BEVERLY — With a big loss in court behind them, city officials are charting a new course in an attempt to revitalize the waterfront.
Mayor Mike Cahill said yesterday the city will seek to remove the designated port area classification that ultimately doomed the Black Cow restaurant plan.
The director of the Massachusetts Office of Coastal Zone Management, the agency that oversees DPAs, is scheduled to visit Beverly next week.
“We have a strong belief that, for the most part, our DPA does not function as a DPA is intended to function,” Cahill said. “There’s no real marine industrial use down in our DPA.”

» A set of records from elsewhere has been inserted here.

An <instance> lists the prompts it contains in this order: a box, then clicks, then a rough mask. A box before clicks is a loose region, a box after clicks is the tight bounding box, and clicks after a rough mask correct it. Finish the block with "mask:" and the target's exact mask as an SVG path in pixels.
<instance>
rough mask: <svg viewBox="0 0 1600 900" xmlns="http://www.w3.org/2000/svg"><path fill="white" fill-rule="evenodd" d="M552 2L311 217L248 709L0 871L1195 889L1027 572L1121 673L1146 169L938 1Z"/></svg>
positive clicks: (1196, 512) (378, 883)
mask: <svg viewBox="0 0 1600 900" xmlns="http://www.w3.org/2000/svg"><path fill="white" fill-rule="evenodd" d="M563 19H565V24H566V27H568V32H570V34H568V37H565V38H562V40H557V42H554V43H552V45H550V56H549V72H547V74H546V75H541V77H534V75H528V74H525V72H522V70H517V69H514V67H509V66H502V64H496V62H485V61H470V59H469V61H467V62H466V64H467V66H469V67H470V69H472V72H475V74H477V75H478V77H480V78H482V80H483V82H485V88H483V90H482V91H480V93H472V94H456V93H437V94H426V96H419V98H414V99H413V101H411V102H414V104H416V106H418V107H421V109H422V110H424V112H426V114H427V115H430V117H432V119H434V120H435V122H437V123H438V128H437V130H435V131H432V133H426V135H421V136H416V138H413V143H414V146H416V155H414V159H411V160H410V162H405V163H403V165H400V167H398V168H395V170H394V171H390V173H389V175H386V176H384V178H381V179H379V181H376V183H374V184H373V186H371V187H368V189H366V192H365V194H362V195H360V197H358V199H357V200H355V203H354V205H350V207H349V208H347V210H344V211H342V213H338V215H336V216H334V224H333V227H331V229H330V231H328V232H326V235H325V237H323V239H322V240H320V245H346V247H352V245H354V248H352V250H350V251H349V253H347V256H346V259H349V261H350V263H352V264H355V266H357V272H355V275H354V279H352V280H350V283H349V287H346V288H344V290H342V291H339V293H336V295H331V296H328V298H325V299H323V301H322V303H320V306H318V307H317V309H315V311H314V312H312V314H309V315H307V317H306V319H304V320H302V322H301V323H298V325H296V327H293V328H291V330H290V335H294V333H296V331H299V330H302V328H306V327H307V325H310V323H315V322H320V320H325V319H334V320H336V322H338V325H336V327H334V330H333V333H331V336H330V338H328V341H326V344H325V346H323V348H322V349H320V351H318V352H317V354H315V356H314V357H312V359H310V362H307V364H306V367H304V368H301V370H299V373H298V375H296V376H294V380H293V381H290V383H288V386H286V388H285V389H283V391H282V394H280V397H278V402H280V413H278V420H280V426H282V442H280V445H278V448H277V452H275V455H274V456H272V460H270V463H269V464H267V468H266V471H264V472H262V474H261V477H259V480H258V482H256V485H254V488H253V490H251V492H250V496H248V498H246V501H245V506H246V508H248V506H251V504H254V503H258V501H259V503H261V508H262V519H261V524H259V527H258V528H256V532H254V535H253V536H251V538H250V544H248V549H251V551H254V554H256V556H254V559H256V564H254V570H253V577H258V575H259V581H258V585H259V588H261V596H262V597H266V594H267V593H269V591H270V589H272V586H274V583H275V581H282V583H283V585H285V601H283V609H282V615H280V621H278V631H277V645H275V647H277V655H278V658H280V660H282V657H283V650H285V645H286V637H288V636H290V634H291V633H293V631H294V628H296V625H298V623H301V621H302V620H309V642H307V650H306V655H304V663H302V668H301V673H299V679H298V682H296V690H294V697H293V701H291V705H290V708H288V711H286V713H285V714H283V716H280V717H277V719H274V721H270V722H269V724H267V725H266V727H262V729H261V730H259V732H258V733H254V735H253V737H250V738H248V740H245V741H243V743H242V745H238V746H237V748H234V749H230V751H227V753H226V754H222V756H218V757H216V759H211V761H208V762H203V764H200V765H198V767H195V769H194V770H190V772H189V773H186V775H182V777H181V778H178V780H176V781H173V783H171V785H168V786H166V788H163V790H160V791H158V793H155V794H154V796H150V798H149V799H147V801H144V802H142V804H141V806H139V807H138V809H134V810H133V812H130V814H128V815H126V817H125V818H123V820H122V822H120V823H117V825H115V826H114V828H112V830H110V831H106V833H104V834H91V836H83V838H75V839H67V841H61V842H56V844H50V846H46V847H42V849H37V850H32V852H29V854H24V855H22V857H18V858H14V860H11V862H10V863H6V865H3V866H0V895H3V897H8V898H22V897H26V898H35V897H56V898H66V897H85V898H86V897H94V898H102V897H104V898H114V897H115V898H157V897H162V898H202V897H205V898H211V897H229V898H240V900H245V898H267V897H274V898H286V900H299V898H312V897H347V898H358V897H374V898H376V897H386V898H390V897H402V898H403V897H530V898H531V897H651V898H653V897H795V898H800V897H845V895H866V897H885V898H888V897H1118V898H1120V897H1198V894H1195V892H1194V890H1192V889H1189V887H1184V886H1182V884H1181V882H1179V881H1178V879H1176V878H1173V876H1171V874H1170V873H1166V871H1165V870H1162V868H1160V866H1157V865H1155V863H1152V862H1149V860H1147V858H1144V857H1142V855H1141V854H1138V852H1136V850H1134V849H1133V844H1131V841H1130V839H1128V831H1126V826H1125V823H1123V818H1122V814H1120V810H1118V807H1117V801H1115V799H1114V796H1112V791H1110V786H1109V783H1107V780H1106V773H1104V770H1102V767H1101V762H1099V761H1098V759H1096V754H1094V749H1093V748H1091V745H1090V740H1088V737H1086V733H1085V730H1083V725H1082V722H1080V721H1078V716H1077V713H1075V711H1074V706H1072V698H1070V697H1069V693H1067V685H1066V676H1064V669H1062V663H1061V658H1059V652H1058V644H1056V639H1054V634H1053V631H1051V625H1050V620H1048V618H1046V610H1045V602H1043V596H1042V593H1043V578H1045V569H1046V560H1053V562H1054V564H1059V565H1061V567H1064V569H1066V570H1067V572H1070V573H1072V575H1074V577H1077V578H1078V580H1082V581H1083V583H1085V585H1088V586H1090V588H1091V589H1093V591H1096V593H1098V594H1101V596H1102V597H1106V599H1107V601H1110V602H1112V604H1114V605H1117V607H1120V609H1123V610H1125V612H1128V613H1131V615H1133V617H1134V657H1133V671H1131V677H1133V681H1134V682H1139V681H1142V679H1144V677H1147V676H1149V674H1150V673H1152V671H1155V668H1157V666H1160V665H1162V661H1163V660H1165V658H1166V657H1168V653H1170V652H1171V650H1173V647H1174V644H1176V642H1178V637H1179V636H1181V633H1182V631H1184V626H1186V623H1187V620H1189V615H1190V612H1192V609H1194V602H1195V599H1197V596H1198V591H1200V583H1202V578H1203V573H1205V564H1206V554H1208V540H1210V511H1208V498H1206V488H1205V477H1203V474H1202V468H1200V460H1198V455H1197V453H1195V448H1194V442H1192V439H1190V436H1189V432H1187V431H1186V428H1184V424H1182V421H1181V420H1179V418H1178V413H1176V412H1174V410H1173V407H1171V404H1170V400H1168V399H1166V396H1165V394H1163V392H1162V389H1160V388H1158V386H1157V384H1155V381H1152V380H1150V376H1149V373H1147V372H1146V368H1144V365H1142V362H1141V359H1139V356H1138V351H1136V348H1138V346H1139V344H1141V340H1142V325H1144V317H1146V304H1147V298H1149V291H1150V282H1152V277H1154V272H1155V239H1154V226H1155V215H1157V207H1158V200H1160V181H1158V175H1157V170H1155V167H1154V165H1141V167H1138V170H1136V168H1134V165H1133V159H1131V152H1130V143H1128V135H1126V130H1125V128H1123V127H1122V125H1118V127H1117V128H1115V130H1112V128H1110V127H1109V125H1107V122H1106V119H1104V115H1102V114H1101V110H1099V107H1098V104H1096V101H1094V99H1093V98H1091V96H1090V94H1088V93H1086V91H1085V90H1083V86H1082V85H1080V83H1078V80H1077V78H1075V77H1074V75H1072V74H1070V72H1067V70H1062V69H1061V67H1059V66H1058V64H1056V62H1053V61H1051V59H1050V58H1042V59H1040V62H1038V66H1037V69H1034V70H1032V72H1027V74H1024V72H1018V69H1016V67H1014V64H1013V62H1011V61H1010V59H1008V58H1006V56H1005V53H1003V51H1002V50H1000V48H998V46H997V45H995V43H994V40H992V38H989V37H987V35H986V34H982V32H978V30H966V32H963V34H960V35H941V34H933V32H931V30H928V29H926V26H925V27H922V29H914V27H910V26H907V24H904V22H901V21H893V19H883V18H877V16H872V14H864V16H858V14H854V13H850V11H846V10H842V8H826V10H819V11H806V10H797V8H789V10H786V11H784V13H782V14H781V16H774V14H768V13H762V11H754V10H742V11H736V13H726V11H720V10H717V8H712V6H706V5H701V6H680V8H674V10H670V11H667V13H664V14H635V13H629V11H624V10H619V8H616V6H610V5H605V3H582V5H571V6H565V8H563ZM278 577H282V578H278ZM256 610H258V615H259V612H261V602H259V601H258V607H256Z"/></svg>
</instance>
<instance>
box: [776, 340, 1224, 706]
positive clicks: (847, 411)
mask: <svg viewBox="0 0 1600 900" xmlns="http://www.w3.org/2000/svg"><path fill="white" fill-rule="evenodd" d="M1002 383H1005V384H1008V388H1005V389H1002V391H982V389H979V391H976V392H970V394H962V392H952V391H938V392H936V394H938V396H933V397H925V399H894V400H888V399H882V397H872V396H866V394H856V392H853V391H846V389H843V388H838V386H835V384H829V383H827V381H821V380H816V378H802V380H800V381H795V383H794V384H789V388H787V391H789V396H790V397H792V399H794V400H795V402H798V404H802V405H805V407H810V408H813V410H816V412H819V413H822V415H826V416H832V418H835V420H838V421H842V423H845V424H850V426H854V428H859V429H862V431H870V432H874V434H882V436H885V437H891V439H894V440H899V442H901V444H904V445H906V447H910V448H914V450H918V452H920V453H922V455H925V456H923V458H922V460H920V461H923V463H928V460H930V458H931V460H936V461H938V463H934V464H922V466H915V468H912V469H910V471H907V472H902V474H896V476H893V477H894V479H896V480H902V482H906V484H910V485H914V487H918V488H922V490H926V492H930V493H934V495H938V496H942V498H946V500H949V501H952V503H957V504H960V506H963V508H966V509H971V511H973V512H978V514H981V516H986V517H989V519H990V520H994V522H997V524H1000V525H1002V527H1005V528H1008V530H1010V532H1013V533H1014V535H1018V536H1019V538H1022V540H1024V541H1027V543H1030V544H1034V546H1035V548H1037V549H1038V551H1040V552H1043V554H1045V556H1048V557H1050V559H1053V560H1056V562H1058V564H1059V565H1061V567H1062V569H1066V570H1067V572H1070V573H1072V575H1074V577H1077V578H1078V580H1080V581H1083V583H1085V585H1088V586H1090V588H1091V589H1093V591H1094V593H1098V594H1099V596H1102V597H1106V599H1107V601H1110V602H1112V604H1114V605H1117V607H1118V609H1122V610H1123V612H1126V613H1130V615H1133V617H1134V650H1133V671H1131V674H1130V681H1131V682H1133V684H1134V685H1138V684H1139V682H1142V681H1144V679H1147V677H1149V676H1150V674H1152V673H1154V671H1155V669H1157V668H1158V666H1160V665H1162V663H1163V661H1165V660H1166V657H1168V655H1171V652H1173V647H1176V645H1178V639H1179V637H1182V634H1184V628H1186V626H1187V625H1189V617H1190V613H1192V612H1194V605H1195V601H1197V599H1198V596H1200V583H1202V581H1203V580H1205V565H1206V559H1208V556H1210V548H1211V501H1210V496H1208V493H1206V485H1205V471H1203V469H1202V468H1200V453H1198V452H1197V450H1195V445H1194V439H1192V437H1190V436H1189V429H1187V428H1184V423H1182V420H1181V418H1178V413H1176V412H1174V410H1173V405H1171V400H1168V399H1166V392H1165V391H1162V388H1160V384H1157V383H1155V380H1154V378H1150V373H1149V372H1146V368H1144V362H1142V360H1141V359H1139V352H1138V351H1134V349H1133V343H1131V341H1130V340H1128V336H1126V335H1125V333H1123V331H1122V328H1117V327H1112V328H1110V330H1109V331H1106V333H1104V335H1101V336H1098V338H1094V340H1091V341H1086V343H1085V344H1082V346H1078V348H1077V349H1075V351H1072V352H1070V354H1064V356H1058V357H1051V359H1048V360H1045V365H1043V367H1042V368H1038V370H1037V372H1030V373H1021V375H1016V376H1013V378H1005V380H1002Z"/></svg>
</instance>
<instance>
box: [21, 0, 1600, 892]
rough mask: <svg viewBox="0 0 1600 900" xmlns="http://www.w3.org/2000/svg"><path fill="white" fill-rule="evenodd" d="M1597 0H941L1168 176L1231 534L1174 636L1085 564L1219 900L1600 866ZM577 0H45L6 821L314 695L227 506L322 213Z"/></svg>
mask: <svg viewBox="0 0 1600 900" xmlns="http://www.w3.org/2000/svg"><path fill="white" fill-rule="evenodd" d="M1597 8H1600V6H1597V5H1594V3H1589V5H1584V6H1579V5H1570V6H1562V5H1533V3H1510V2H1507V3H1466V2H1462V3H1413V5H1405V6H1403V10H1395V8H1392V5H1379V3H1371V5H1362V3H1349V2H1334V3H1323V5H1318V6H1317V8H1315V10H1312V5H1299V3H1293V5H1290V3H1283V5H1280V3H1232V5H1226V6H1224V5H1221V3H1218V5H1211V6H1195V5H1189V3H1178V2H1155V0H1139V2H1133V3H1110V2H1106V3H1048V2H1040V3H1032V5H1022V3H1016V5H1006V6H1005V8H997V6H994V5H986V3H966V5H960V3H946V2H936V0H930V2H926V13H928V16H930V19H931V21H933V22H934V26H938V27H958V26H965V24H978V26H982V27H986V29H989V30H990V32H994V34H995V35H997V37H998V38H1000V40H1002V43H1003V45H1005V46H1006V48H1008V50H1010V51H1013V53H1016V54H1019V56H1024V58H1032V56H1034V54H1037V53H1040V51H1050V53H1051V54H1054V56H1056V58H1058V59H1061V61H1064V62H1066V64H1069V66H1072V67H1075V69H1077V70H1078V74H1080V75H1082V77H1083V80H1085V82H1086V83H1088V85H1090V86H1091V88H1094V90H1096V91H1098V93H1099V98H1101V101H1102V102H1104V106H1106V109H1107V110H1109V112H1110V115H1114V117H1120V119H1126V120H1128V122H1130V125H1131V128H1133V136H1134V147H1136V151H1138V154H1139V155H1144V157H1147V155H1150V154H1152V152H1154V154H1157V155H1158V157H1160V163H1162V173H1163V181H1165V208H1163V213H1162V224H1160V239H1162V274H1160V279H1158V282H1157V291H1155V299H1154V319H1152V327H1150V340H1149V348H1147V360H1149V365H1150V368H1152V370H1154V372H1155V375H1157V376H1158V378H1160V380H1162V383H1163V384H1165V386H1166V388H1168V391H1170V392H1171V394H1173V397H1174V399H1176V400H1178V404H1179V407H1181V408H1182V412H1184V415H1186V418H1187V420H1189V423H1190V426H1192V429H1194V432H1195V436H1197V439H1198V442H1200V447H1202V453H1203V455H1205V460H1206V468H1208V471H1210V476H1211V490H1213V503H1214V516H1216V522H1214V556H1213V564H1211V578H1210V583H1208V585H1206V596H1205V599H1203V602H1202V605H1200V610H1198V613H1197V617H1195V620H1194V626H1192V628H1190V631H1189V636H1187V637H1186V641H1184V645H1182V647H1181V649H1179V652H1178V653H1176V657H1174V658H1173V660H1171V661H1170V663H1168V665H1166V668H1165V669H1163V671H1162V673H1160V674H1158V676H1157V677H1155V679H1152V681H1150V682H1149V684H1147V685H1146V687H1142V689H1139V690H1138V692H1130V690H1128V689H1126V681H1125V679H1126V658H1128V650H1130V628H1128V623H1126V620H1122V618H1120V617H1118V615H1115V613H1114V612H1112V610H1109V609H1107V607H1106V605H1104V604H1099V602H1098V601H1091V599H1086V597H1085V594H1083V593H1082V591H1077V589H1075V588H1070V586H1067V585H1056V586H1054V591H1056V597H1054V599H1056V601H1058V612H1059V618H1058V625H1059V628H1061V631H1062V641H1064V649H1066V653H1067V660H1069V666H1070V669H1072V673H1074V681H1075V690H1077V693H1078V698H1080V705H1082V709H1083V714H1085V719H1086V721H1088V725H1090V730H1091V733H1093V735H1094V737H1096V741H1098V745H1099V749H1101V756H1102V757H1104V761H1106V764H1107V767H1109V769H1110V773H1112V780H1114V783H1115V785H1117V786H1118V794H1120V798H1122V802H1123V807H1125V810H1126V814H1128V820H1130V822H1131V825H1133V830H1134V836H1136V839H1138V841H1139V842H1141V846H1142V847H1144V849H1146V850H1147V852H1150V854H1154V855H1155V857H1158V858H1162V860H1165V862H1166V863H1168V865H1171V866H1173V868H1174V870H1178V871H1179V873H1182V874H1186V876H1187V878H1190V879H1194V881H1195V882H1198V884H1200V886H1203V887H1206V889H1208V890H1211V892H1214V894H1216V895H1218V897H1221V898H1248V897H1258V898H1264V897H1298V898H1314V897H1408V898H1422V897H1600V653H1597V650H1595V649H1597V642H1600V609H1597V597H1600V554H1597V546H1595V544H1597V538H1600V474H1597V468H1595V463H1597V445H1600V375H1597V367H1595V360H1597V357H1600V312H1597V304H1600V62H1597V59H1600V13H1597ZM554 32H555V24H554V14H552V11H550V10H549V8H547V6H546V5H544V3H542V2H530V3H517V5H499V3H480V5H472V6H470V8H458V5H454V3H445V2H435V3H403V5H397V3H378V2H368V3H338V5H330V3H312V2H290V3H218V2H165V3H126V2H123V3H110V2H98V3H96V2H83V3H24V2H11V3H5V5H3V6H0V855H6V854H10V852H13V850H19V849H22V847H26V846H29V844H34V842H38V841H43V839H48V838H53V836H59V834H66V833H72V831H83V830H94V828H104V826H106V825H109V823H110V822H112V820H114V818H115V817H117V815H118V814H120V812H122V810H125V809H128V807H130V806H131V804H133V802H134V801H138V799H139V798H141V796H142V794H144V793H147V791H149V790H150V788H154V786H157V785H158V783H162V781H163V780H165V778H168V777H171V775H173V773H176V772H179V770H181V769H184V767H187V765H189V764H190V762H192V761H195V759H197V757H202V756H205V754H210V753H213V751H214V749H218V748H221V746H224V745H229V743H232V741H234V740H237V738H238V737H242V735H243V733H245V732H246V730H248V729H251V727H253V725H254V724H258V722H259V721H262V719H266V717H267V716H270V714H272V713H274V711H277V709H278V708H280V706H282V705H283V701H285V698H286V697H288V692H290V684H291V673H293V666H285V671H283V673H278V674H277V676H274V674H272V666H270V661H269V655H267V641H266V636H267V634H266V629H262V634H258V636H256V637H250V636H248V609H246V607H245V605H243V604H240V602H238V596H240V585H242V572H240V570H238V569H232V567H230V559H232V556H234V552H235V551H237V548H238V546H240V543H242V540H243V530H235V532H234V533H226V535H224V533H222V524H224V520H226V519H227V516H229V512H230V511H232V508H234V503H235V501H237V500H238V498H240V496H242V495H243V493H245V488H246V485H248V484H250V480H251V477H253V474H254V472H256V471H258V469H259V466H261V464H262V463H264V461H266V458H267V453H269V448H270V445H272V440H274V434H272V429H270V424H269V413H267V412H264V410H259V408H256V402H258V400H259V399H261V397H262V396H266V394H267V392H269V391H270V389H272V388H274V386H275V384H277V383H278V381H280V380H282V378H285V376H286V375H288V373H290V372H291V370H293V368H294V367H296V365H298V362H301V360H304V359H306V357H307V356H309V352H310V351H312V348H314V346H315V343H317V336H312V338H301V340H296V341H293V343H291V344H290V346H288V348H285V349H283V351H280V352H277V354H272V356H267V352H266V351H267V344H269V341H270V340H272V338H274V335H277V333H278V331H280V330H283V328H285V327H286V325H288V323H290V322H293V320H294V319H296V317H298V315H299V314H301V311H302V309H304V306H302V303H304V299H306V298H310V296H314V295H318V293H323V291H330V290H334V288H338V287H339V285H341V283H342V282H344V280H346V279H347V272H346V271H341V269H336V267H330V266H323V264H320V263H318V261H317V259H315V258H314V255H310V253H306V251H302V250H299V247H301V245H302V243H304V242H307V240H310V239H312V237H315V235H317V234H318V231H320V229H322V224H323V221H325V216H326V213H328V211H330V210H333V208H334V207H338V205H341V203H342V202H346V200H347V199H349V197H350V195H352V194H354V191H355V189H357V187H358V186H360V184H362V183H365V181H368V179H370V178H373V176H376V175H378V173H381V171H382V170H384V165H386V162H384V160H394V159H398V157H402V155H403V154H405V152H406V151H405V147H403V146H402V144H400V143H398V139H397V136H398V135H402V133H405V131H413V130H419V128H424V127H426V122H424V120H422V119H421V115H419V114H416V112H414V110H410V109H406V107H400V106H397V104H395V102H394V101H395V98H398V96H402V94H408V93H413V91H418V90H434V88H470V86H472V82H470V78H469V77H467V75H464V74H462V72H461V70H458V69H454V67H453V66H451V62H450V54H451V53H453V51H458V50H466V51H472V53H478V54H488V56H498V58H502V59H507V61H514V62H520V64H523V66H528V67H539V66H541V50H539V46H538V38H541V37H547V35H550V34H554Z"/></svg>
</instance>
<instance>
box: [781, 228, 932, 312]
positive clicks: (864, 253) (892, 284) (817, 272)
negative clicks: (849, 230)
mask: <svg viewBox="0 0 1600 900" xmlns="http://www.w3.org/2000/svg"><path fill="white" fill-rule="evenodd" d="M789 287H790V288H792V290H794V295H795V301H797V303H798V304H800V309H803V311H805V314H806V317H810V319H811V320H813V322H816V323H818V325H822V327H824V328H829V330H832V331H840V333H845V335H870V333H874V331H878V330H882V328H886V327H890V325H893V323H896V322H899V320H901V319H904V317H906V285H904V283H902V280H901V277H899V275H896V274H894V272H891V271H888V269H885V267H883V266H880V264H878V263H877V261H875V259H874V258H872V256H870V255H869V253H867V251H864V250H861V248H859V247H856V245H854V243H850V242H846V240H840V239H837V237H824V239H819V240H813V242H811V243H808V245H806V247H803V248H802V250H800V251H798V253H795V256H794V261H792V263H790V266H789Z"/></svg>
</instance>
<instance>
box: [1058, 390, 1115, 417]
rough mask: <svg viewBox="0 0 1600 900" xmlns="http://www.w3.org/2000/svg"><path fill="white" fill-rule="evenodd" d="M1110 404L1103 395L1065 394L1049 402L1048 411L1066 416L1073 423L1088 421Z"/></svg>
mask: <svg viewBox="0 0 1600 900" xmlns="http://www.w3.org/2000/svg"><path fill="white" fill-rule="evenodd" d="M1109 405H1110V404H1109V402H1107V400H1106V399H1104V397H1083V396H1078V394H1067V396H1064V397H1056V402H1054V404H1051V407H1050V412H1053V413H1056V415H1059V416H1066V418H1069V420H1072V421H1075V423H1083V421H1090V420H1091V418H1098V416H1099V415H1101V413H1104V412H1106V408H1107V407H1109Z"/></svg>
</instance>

The state created 11 designated port areas in 1978, including the one in Beverly, in an effort to preserve the few areas in the state that could serve as working waterfronts. The rules regarding DPAs discourage developments like condominiums and retail shops that would interfere with commercial fishing, shipping and “other vessel-related activities” linked to manufacturing.
Those regulations led to the downfall of the city’s plan to lease the Glover’s Wharf property for construction of a Black Cow restaurant. An Appeals Court judge ordered the state Department of Environmental Protection to deny the city a permit needed for the restaurant plan, saying the state agency failed to consider another proposal for a boatyard that would have been more suited to a working waterfront.
Last week, the state’s Supreme Judicial Court declined to hear the case, ending the city’s legal options and sending them “back to square one,” Cahill said.